Married to Victoria Starmer, who works in the National Health Service’s Occupational Health and Safety department, and the father of two children aged 16 and 13, he has lived until now in Kentish Town, north of London. At six o’clock on Friday evenings, barring unavoidable emergencies, he would put aside the Labour leadership and act as a father and husband. These are beneficial reminders of a life before politics, although always linked to a commitment to public service. As a lawyer specialising in human rights, he was involved in all the great litigation of the left against Margaret Thatcher’s neoliberal revolution. The rumour that the writer Helen Fielding was inspired by the young Starmer to create the character of Mark Darcy in her novel has never faded. The diaryof Bridget JonesAs head of the Crown Prosecution Service (the equivalent of the attorney general), he spent much of his tenure under a Conservative government and succumbed to the temptation of feeding the tabloid press and self-promotion with headlines that were supposedly tough on criminals.
He has not stopped mentioning, throughout the campaign, this part of his professional past. It was his way of reminding voters that, deep down, he is a man who respects institutions, law and order, seriousness and rigor. But with a tough left-wing soul, preserved through a meritorious academic career – something so typical of the United Kingdom – which led him to grammar school (a public school of excellence for the students with the best grades) in Reigate; later to the University of Leeds (Human Rights) and Oxford (Civil Law), until he became a member of the bar.
The party and the country
Nothing preserves the unity of a political party more than the smell of imminent victory. The left wing of Labour has not forgiven Starmer for the ruthless way in which he got rid of his predecessor, Corbyn, whom he accused of tolerating anti-Semitism within the organisation, and later, slowly and coldly, of all his collaborators. But the new leader has been able to control the reins and avoid internal rebellions at delicate moments, such as when his initial lukewarmness in condemning the Israeli bombings in Gaza provoked a chain of resignations from many members and local representatives of the party. Starmer rectified and set the course right.

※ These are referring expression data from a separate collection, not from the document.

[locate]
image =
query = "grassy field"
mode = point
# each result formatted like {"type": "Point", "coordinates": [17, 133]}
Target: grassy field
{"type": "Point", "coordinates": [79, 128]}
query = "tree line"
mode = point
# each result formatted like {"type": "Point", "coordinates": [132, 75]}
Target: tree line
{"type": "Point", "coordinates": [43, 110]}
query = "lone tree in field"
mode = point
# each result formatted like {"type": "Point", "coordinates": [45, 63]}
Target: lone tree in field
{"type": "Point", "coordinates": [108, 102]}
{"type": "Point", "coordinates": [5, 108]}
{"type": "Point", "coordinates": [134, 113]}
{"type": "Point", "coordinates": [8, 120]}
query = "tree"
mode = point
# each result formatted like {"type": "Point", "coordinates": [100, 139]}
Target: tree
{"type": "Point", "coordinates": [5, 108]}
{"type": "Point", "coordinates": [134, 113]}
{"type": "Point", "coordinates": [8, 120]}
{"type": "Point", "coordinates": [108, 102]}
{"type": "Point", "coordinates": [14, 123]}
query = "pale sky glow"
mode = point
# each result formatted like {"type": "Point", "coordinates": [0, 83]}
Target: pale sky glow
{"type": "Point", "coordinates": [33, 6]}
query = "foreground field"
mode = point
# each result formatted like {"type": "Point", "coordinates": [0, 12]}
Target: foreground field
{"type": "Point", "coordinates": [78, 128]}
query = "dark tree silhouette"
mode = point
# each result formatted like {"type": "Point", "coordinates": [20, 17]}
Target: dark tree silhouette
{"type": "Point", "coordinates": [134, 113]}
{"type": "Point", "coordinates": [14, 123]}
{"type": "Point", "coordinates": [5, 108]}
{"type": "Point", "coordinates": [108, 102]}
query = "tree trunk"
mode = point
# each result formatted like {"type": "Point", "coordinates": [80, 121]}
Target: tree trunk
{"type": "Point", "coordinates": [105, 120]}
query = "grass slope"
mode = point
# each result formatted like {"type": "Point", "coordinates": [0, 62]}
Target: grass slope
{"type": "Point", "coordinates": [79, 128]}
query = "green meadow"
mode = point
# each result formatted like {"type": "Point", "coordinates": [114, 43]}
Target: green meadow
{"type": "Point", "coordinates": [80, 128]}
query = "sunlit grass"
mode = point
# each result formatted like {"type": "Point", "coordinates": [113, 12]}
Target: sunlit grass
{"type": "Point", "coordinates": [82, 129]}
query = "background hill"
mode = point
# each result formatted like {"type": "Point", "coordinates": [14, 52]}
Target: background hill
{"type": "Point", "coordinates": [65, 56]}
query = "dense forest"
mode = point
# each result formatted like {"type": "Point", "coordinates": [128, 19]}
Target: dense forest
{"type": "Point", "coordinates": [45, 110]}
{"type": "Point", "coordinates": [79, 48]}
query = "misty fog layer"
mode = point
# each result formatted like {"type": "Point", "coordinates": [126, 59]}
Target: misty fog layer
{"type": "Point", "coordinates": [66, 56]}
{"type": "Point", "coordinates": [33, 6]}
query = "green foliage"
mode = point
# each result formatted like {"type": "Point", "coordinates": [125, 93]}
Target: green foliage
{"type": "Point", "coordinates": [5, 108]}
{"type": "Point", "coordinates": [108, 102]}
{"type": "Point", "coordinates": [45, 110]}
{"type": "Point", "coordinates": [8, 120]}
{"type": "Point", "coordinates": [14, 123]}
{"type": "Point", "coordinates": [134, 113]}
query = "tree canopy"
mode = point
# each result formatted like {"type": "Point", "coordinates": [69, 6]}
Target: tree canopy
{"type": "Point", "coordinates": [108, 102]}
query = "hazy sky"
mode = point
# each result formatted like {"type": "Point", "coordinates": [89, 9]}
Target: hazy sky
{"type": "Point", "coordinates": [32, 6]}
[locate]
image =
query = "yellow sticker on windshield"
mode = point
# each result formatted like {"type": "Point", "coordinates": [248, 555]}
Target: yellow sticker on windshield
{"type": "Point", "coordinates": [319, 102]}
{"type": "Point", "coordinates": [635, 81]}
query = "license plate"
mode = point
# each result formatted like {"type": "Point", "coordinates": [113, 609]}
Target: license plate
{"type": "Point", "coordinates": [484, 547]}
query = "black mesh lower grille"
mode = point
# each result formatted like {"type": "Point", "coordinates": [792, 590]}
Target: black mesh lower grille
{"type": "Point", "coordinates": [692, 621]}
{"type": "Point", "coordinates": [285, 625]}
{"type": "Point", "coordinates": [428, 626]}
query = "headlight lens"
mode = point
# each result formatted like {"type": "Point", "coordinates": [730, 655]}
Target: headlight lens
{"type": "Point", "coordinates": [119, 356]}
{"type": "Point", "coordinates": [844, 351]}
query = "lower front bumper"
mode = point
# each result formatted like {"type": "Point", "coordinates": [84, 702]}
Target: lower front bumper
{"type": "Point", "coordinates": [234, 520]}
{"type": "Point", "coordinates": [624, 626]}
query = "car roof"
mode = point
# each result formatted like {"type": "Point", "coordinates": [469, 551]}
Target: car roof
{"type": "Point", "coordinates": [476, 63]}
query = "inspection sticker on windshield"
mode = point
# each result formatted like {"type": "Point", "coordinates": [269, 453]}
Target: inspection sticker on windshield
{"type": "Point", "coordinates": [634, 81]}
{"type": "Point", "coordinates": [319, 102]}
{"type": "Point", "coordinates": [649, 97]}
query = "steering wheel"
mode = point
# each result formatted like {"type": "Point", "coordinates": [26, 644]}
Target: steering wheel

“First the country, then the party,” he has repeated incessantly in recent months, every time he has been criticised for some tactical decision disapproved of by the left wing of the party. It was a message for moderate British voters, who have always been suspicious of Labour’s hidden radicalism.
His pragmatism served him well in overcoming the obstacles of turbulent years in opposition. He will have to draw on it to govern, because the general scepticism of the British and the pent-up anger of the conservatives will not give him even the slightest bit of respite.